Again in the not-cheap category–if you are conservative, a salad, entree, veggie and beverage (plus tip) is going to run about $50 each.
Wildwood
April 6, 2007
- Wildwood website
- Location: NW 21st (Restaurant Row)
- Cost to fill up two people: $60 dinner, about $35 lunch
One of the nice things about living in glassland is that, unlike Seattle or San Francisco, Portland area restaurants can get away with earth consciousness and local ingredients and all that Alice Waters-style stuff without sounding pretentious.
Wildwood manages to be quintessential Portland, including a great nod to the arts (there’s a glass wall by Liz Mapelli at the reception desk), and really horrible parking. It’s also pricey–lunch is just as good, not as crowded and noisy (usually) and cheaper.
When Wildwood is on, the food’s very good. It’s not always on, unfortunately–I’ve learned to stay away from anything that looks like a heavy or carb-rich sauce there, and concentrate on whatever’s on the menu that’s as close to its natural state as possible. Grilled meat or fish, cheeses, fresh vegetables, that’s the ticket at Wildwood.

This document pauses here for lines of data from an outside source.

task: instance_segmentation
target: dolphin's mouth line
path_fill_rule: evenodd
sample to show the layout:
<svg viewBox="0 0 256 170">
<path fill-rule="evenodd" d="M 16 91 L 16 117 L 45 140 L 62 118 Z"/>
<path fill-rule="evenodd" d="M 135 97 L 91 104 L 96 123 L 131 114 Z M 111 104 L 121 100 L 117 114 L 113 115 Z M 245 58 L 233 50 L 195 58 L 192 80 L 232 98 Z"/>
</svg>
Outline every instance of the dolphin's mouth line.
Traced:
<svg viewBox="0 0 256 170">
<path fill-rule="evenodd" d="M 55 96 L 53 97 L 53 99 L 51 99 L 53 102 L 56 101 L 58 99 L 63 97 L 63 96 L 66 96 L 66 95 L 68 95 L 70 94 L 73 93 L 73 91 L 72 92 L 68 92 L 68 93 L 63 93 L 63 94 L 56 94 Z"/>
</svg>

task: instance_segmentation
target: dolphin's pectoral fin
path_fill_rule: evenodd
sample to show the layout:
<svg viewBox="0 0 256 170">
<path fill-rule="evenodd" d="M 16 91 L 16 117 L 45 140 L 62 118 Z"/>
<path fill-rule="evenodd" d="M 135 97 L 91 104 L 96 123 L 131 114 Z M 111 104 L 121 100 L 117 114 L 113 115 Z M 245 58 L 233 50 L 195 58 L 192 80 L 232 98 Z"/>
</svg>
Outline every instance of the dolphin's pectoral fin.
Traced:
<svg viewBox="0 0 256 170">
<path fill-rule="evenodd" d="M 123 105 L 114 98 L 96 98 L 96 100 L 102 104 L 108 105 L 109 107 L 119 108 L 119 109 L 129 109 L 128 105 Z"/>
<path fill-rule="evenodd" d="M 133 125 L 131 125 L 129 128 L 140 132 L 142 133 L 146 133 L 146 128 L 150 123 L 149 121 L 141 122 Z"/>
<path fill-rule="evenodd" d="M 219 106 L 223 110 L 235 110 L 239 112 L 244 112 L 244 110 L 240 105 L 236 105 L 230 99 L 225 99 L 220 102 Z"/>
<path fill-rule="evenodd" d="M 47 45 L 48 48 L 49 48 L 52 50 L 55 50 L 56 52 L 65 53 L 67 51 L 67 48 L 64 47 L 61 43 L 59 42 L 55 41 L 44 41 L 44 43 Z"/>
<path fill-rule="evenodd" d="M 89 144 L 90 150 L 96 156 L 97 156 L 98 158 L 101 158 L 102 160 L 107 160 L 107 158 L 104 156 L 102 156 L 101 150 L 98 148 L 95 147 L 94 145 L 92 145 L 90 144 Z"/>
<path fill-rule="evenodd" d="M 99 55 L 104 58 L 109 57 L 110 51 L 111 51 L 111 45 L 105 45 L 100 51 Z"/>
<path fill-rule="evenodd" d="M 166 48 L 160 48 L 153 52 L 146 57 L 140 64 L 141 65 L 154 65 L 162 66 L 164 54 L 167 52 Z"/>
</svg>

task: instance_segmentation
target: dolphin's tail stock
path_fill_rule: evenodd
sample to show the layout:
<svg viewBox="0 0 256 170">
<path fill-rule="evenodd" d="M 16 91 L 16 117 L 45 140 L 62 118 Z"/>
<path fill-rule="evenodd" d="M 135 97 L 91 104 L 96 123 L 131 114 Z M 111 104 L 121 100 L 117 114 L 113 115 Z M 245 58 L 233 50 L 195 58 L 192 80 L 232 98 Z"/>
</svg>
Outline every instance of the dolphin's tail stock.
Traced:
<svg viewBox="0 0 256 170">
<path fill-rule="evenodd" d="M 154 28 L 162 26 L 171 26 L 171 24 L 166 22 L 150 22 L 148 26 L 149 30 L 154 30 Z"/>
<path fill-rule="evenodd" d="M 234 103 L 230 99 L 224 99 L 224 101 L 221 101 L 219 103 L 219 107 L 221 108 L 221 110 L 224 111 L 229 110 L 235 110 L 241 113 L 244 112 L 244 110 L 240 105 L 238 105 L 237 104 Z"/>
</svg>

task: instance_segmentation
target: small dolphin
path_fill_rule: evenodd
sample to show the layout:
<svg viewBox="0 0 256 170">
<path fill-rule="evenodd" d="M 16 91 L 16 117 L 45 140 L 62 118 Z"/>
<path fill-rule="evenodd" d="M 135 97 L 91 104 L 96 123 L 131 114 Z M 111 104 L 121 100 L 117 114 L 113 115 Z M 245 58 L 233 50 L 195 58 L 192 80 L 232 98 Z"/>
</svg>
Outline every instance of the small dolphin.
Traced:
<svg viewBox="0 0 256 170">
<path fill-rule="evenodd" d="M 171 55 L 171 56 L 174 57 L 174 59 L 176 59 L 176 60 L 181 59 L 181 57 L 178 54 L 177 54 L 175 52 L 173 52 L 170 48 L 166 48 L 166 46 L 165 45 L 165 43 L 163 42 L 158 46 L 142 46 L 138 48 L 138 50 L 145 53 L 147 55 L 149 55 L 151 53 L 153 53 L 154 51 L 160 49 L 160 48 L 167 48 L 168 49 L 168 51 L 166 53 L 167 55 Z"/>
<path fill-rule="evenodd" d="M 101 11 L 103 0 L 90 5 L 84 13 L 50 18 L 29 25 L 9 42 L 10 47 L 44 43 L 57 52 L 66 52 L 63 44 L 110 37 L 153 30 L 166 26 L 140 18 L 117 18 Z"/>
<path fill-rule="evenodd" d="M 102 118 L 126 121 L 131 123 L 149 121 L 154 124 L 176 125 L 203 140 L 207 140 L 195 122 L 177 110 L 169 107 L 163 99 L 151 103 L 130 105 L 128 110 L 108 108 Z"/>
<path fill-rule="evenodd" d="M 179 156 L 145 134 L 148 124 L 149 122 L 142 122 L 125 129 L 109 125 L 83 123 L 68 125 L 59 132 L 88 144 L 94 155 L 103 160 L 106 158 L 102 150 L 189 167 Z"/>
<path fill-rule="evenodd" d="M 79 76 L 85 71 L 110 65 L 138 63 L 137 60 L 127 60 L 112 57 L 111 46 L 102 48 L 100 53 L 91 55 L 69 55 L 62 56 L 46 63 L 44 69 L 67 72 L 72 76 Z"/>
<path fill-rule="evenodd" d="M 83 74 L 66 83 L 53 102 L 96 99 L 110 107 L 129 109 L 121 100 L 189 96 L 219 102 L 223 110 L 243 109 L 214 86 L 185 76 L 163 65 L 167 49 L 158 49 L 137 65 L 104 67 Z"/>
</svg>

I’m also a creme brulee nut, as I’ve said, and the ones at Wildwood are uniformly excellent (ESPECIALLY if they contain raspberries). But by far the best dish I’ve had there was the simplest, and not on the menu: A co-worker and I didn’t feel like bread–long story–and asked if we could have some carrot sticks or celery or something instead.
The lunch chef put on his thinking toque, lightly steamed some fresh veggies and sent them out with a lemony vinaigrette. It was, simply, the best vegetable dish I’ve had in the last ten years. We nearly licked the plate clean. I ask for that dish every time I go back, and nobody has any idea what I’m talking about.
All in all, it’s a nice place for lunch. And maybe if everyone asks, they’ll put those veggies on the menu.